IDPR has also looked to better market its services. In July, the department debuted a revamped website and contracted Boise artist Ward Hooper to create unique brands, said Okerlund, to paint the picture of each individual park.

"Like Bruno Dunes, for example. Hooper has this ability to transform a scene into a classic image, a very emotive image, and just that logo with the dunes, with the wildlife surrounding it--you really get a snapshot of what's available in that park," said Okerlund.

The idea isn't unique to Idaho. Okerlund mentioned a passport program in Michigan, enacted in 2010. The Wolverine State's program also works with business partners that offer discounts for passport-holders.

"This program is essential for our agency in helping to ensure that Idaho State Parks stay open and accessible for generations to come," said Okerlund.

A predecessor to the program cost $40, of which Okerlund guesses the department sold only 20,000, previously available only through IDPR's branch offices and by phone. Now the program is more accessible, she said. IDPR worked with the Idaho Transportation Department to create the Passport's delivery system.

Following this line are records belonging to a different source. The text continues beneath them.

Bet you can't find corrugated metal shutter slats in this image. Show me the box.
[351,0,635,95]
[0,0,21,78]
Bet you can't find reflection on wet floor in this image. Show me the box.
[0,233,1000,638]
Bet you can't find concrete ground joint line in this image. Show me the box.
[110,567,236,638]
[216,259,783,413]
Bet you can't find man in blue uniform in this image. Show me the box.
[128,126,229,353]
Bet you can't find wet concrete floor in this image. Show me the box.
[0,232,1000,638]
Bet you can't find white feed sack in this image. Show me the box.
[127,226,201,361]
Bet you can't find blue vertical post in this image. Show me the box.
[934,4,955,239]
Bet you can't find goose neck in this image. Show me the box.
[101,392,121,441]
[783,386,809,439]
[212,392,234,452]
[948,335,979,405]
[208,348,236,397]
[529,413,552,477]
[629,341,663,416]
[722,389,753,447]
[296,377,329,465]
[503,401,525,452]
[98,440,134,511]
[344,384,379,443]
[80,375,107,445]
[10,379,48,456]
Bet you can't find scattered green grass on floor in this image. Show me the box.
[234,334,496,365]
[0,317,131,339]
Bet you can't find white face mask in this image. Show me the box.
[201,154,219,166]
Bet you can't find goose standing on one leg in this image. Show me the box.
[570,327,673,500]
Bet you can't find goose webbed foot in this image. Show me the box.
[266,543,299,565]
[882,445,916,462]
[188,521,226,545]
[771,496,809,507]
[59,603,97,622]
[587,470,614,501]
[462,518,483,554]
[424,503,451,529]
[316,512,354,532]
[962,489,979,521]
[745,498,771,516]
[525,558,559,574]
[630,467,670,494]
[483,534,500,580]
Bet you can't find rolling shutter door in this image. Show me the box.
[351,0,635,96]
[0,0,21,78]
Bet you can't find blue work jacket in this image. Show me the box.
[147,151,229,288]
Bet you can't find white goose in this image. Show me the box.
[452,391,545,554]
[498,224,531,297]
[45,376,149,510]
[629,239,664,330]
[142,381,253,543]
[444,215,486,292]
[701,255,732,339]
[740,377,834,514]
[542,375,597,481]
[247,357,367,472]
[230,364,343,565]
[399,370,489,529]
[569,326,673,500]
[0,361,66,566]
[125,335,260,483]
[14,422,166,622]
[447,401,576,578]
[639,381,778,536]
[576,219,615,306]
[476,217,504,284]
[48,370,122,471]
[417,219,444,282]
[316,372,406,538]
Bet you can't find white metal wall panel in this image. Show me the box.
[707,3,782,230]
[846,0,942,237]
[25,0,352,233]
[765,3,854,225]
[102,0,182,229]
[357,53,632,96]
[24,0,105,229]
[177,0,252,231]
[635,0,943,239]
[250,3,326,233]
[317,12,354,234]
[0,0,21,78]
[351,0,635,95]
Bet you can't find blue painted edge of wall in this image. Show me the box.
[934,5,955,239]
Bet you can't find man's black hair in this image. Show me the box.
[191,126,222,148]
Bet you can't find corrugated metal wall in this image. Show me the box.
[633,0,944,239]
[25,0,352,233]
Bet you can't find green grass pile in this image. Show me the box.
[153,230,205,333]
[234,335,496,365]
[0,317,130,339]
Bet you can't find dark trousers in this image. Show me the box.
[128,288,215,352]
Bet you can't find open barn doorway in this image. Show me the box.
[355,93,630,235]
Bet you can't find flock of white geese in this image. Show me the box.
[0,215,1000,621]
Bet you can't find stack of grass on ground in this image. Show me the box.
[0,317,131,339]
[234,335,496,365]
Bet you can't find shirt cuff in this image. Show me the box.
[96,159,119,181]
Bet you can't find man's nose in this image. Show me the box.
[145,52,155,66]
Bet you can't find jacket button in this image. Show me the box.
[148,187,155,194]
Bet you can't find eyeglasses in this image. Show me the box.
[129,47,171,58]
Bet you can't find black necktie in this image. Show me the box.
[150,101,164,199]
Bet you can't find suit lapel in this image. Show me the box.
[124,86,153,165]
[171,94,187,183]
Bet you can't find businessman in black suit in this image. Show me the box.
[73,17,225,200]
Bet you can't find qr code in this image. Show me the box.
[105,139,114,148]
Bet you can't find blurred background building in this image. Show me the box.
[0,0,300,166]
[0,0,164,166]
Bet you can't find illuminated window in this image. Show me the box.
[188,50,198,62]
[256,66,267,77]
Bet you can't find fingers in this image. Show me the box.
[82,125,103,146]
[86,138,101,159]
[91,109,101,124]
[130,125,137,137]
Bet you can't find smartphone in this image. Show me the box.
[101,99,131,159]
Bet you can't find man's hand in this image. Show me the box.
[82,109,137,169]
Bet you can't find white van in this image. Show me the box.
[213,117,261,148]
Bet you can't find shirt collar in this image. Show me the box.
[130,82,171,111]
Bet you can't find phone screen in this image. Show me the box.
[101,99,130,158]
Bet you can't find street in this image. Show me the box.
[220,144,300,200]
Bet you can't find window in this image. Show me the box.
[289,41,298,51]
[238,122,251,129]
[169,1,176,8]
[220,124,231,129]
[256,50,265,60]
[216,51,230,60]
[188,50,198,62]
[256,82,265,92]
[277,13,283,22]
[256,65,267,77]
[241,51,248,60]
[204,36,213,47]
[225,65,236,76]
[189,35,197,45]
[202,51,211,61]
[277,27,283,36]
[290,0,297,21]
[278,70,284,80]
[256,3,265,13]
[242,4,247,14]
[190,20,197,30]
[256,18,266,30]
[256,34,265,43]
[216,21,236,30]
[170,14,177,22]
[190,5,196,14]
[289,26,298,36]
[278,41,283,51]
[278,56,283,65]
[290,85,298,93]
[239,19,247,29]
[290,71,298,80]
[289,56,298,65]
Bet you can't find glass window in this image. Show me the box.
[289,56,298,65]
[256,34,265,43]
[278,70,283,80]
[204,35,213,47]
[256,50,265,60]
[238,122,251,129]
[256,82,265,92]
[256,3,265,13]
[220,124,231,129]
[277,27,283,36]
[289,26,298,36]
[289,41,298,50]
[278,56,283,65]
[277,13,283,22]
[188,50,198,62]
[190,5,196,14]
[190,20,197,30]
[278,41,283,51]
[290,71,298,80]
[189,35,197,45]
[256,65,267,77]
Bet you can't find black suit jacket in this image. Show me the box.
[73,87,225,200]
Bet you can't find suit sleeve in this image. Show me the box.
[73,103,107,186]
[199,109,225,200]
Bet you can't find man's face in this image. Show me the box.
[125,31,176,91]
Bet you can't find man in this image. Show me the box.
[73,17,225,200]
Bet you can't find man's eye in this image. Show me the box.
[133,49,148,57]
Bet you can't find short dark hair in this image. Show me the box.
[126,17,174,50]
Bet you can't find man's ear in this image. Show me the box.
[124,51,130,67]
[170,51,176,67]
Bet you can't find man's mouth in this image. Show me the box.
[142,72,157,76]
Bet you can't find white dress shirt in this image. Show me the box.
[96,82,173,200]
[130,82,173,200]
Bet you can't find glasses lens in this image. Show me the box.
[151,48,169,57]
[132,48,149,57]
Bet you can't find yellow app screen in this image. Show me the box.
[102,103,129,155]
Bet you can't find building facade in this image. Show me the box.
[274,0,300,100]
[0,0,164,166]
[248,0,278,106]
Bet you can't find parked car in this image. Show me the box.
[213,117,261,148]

"It's rare for two state agencies to work so closely to bring a new program to Idahoans," said Okerlund.

Christine Fisher, registration program specialist with ITD, said the Parks Passport sticker is created using the same machines that print vehicle registration for license plates. A unique number issued to each passport is tied to the vehicle's license plate number and can be transferred should drivers change vehicles.

"You walk into the office, you say you need to renew, they queue that up on their registration machine and at a certain point in the transaction, it says 'Parks Passport, yes or no?'" Fisher said.

Passports can be purchased at a DMV any time. Those who choose to buy them are handed a freshly printed Parks Passport sticker, which can be affixed to the glass of whatever vehicle a driver chooses.

"Most everything that the counties register can have a passport added to it," said Fisher. "Anything that can drive into a state park, or can follow a vehicle into the state park and come off of a trailer--snowmobiles, ATVs and motorcycles--can have a passport."

Fisher emphasized that the program doesn't make ITD or the counties any money.

"It's the beauty of the simplicity of the way the process works which made that possible," Fisher said.

In addition, the pass offers discounts on boat launches and overnight camping, something the previous $40 pass didn't. Okerlund reported IDPR sold approximately 7,500 passports in October.

"At first blush, it seems to be very accepted by Idahoans and will be a success," she said.

The goal is for 20 percent participation rate for Idaho's 2.5 million registered vehicles.

"It's just a reality of what's happened, economically, to our state in the past few years," she said. "Our agency--we took a significant hit. And people need to understand this agency is really not supported by tax support anymore. This agency receives about $1.4 million in tax support. The rest of the ongoing management and operation comes from user receipts and the sale of the passport."

IDPR will continue to find ways to cut costs while managing maintenance of facilities across the state.

"For any business, your staff costs are going to be one of your largest expenses, but in our case, we have one, sometimes two staff members operating an entire park. That's our largest expense. It's not exorbitant by any stretch of the imagination," she said. "We're totally reliant on volunteers and seasonals."

Future IDPR programs will have to look into more ways to generate revenue. The Parks Passport is the start of that, as the program looks to shift to a more business-minded operation.

"No one component is going to be the absolute fiscal saving grace for the agency," said Okerlund. "Hopefully in the end, we will become an agency that is mostly self-sustaining. That's really the overall goal."